C:\Program Files\OpenJDK\jdk-20.0.2


Deprecated Gradle features were used in this build, making it incompatible with Gradle 9.0.

You can use '--warning-mode all' to show the individual deprecation warnings and determine if they come from your own scripts or plugins.

For more on this, please refer to https://docs.gradle.org/8.2.1/userguide/command_line_interface.html#sec:command_line_warnings in the Gradle documentation.

BUILD SUCCESSFUL in 6s
8 actionable tasks: 7 executed, 1 up-to-date
[1] 1317
1317

================================================================
Call sample/echo?intValue=1111, return 200 as expected

*   Trying 127.0.0.1:8080...
* Connected to localhost (127.0.0.1) port 8080 (#0)
> GET /sample/echo?intValue=1111 HTTP/1.1
> Host: localhost:8080
> User-Agent: curl/8.1.2
> Accept: */*
>
< HTTP/1.1 200 OK
< Content-Type: text/plain;charset=UTF-8
< Content-Length: 17
<
Return back: 1111* Connection #0 to host localhost left intact

================================================================
Call sample/echo?intValue=1111aaa, Returns 500 but should 400

*   Trying 127.0.0.1:8080...
* Connected to localhost (127.0.0.1) port 8080 (#0)
> GET /sample/echo?intValue=1111aaaa HTTP/1.1
> Host: localhost:8080
> User-Agent: curl/8.1.2
> Accept: */*
>
< HTTP/1.1 500 Internal Server Error
< Content-Type: application/json
< Content-Length: 137
<
{"timestamp":"2023-08-13T15:14:29.742+00:00","path":"/sample/echo","status":500,"error":"Internal Server Error","requestId":"292fce01-2"}* Connection #0 to host localhost left intact

To see log type `less logs`

Stack trace: log.txt

[sdeleuze]

I can indeed reproduce with the repro provided with WebFlux but not with WebMVC.

With WebMvc, ModelAttributeMethodProcessor#constructAttribute catches the TypeMismatchException thrown, set the bindingFailure boolean to false which throws a MethodArgumentNotValidException mapped to HttpStatus.BAD_REQUEST status code (400).

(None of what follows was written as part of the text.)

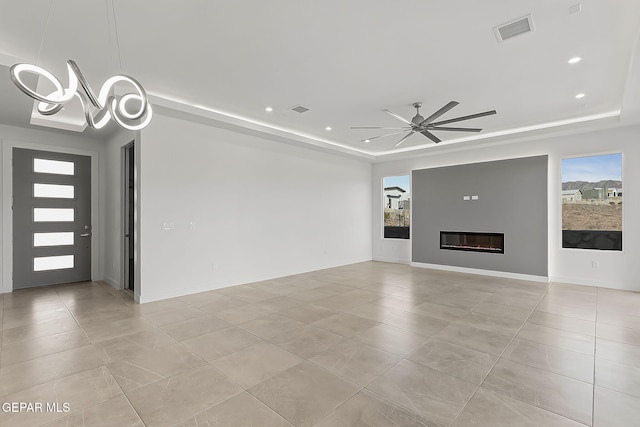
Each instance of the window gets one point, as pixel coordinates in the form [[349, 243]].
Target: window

With WebFlux, ModelAttributeMethodArgumentResolver#constructAttribute, the TypeMismatchException is thrown as it is without specific processing, leading to an http response with a 500 status code.

As far as I can tell, it does not look like Kotlin specific.

[amidukr]

I can indeed reproduce with the repro provided with WebFlux but not with WebMVC.

With WebMvc, ModelAttributeMethodProcessor#constructAttribute catches the TypeMismatchException thrown, set the bindingFailure boolean to false which throws a MethodArgumentNotValidException mapped to HttpStatus.BAD_REQUEST status code (400).

With WebFlux, ModelAttributeMethodArgumentResolver#constructAttribute, the TypeMismatchException is thrown as it is without specific processing, leading to an http response with a 500 status code.

As far as I can tell, it does not look like Kotlin specific.

When I've used Java POJO instead of Kotlin Data class, it works well and returns 400 instead of crashing with 500, so it related to Kotlin data class, which quite bit different to POJO.

@RestController
@RequestMapping("/sample")
class SampleController {

    data class Arguments(val intValue: Int) {
        class  Pojo{
            var intValue: Int = -1

            fun toData() = Arguments(intValue =  this.intValue)
        }
    }

    @GetMapping("/echo")
    fun resource(args: Arguments.Pojo) = "Return back: ${args.toData().intValue}"
}

[sdeleuze]

If the class have a single default constructor, then ModelAttributeMethodArgumentResolver#resolveArgument does proper exception handling by catching binding errors and throwing a WebExchangeBindException, but if the class can be initialized via its constructor, then you get the same 500 status code, either with Kotlin or Java.